Equity Residential slows down

The largest apartment REIT, Equity Residential has scaled back its plans to buy properties in 2015. The company now plans to buy $350 million in apartment properties in 2015—down from its earlier plan to buy $500 million. That’s largely because of heated pricing for multifamily assets. Equity executives noted that cap rates for multifamily buildings are in the 3 percent to 4 percent range in many of its favored markets, during the company’s second quarter earnings conference call. 

Strong demand for apartments is making it difficult for REITs like Equity Residential to buy new properties. New investors continue to join the bidding wars to buy, attracted by high occupancy rates and rising rents.

That same strong demand is helping Equity earn money at its existing properties. “Equity Residential continues to benefit significantly from extremely favorable demographics, steady improvement in employment and changing lifestyles,” said David J. Neithercut, Equity Residential’s president and CEO.

The median same-store net operating income earned by apartment REITs—including Equity Residential—continued to trend above 5 percent in 2015, according to SNL Financial. “The fundamentals are still strong,” says Jason Lail, manager of real estate research for SNL Financial. “Increased job growth and household formations have helped demand to outpace supply in most major markets.” Effective rents grew more quickly in the 12 months that ended in the second quarter than any period since 2011, according to data from Axiometrics.

Because of those same strong fundamentals new investors continue to bet on apartment REITs, pushing the stock prices of those REITs higher, and giving those companies the easy ability to raise money—the challenge is finding a way to spend it.

“Year to date, multifamily REITs have outperformed both the broad REIT market and the S&P 500,” says Lail. So far in 2015, U.S. multifamily REITs have provided a total return of 7.4 percent, according to SNL Financial as of July 30. That’s much better than equity REITs overall, which suffered a negative return of -1.4 percent over the same period. It’s also better than the S&P 500, which has earned its investors a positive 3.6 percent return so far this year.
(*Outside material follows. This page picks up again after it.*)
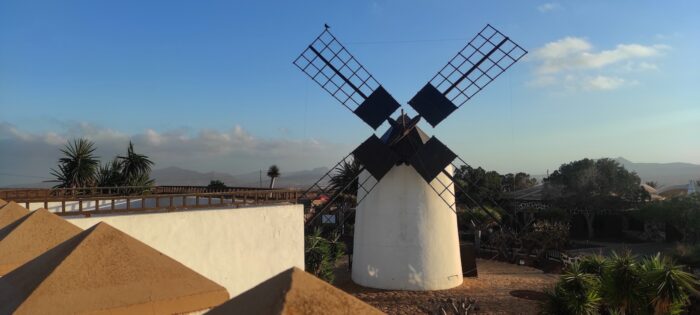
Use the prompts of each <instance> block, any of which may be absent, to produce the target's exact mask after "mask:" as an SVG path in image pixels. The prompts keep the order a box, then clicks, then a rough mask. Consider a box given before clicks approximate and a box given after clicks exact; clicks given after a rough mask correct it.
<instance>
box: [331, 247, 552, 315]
mask: <svg viewBox="0 0 700 315" xmlns="http://www.w3.org/2000/svg"><path fill="white" fill-rule="evenodd" d="M345 266H346V265H345ZM345 266H342V267H345ZM477 268H478V272H479V277H477V278H464V283H463V284H462V285H461V286H459V287H457V288H453V289H449V290H442V291H425V292H417V291H386V290H376V289H370V288H365V287H361V286H359V285H356V284H355V283H353V282H352V280H350V275H349V272H347V269H346V268H345V269H342V268H339V269H338V273H337V276H336V286H337V287H339V288H340V289H342V290H345V291H346V292H348V293H350V294H352V295H354V296H355V297H357V298H359V299H361V300H363V301H365V302H367V303H369V304H371V305H373V306H374V307H377V308H379V309H380V310H382V311H384V312H386V313H388V314H425V313H426V310H425V309H424V307H426V306H429V305H430V304H431V301H434V300H436V299H446V298H452V299H458V300H461V299H463V298H465V297H469V298H474V299H476V302H477V305H478V309H479V311H478V312H474V314H537V312H538V311H539V306H538V304H539V302H538V301H537V299H538V298H540V297H541V293H540V292H541V291H542V289H544V288H546V287H550V286H552V285H553V284H554V282H555V281H556V280H557V278H558V276H557V275H553V274H545V273H543V272H542V271H540V270H538V269H534V268H530V267H523V266H517V265H512V264H506V263H502V262H497V261H489V260H482V259H479V260H477ZM470 314H472V313H470Z"/></svg>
Secondary markets come first

When apartment REITs are able to buy apartment properties, they now tend to spend their money in secondary and tertiary markets and are less likely to buy properties in the largest metro areas. Of the cash REITs spent to buy apartment properties over the year that ended in the second quarter, they only spent 41 percent in the six major markets. That’s down from 63 percent spent in the major markets in 2010 and 2011, according to Real Capital Analytics.

In the last for quarters, REITs spent 57 percent more to buy apartment properties in secondary markets compared to what they spent in 2010 and 2011. REITs spent 103 percent more to buy apartment properties in tertiary markets. But in the six major markets, REITs spent nearly one third less.

“The overall share in the six major metros, though, declined with smaller deal volume,” says Costello.

The top markets where REITs bought apartment properties so far in 2015 start with strong secondary markets, including Dallas-Fort Worth and Atlanta, according to SNL. In 2014, the top markets started with Los Angeles and Seattle.